The second loss I feel most acutely now is the ministry of presence.  As chaplains, it is one of the most important things we offer.  For my ministry, this is far more important than hospitality.  I don’t expect people to come to me; I go to them where they are.  It’s an incarnational theology.  And often there doesn’t seem to be much I can do.  I can’t make their pain and their worries go away.  I can’t give them answers, be they medical or theological.  But I can be with them, listen to their story, hold their hand, share their tears (and laughter too).  I can seek to understand more of what it is like to be them.  Yet now, I am being told I can’t do this.  I can’t visit the grieving widow I know so well.  I can’t hug my colleague as her brother dies.  I can’t be there.  What use am I, if I can’t be there?  

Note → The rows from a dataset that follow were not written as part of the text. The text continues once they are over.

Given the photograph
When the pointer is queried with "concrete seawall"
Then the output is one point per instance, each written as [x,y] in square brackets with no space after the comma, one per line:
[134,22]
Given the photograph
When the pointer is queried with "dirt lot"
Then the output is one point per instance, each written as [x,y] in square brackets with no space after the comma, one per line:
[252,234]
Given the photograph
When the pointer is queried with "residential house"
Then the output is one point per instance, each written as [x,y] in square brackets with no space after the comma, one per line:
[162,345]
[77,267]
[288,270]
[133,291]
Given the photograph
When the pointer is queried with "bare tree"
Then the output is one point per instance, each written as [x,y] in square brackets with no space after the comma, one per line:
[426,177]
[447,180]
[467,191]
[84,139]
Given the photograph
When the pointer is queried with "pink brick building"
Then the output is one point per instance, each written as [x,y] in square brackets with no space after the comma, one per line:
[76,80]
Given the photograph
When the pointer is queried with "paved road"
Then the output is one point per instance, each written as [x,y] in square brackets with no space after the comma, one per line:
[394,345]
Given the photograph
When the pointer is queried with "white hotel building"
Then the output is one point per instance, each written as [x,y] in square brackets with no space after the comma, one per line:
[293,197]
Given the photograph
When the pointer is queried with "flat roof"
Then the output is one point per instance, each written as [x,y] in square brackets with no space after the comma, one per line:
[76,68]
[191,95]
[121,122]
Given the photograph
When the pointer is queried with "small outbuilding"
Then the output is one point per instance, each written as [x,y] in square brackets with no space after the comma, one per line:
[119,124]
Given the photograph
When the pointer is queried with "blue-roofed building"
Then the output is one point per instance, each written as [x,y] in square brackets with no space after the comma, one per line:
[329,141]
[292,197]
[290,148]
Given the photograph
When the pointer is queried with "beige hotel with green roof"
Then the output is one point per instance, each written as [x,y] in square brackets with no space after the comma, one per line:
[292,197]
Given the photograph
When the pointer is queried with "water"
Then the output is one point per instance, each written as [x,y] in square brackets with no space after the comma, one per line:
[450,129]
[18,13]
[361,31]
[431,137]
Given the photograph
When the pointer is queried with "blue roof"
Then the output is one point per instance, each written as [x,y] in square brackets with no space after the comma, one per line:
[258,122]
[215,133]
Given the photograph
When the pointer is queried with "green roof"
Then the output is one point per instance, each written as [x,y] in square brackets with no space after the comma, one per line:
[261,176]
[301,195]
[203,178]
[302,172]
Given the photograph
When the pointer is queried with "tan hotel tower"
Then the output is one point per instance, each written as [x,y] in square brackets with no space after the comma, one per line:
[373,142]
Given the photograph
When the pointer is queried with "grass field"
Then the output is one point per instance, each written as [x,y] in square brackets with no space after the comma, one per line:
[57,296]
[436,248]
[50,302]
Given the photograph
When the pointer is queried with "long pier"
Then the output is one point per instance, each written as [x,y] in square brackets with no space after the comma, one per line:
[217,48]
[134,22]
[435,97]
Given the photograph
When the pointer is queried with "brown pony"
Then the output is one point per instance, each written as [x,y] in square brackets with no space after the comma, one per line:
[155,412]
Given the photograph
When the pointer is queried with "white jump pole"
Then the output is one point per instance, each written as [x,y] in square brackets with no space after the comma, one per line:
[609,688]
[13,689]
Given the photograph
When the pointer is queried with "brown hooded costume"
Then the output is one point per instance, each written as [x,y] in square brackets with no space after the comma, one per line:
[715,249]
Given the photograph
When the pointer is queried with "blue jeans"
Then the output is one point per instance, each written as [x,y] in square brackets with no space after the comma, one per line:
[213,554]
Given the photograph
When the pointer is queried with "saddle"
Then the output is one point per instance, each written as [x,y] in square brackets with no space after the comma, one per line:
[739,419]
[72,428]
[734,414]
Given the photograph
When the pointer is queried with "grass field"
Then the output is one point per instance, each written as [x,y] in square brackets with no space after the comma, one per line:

Yet there is another aspect of chaplaincy which may be more important to us all at the moment.  As one chaplain put it to me, ‘we just hold the mess’.  We don’t bring answers, but we do voice the questions, and we name the pain, the suffering.  This has something to do with lament.  Lament isn’t easy; it’s something people often shy away from.  ‘There are people far worse off than me’.  ‘We just have to get on with it’.  ‘We mustn’t let it get to us’.  I am sometimes brutal with the people I walk alongside.  I don’t let them shy away; I name their distress.  I lament with them.  It is a beginning, even when we don’t want to begin.  

Now if ever, I cry out to God.  Now, if ever, surely we must give voice to our world’s laments.  The CMS Lent Course for 2020 begins with these words: 

There are things that can be seen only with eyes that have cried 

Christopher Munizihirwa, Archbishop of Bukavu, 1994-1996

We have much more reflecting to do, much more wrestling, and there will be much more mess to hold.  There will be so many more tears to shed.  But I will not let God go.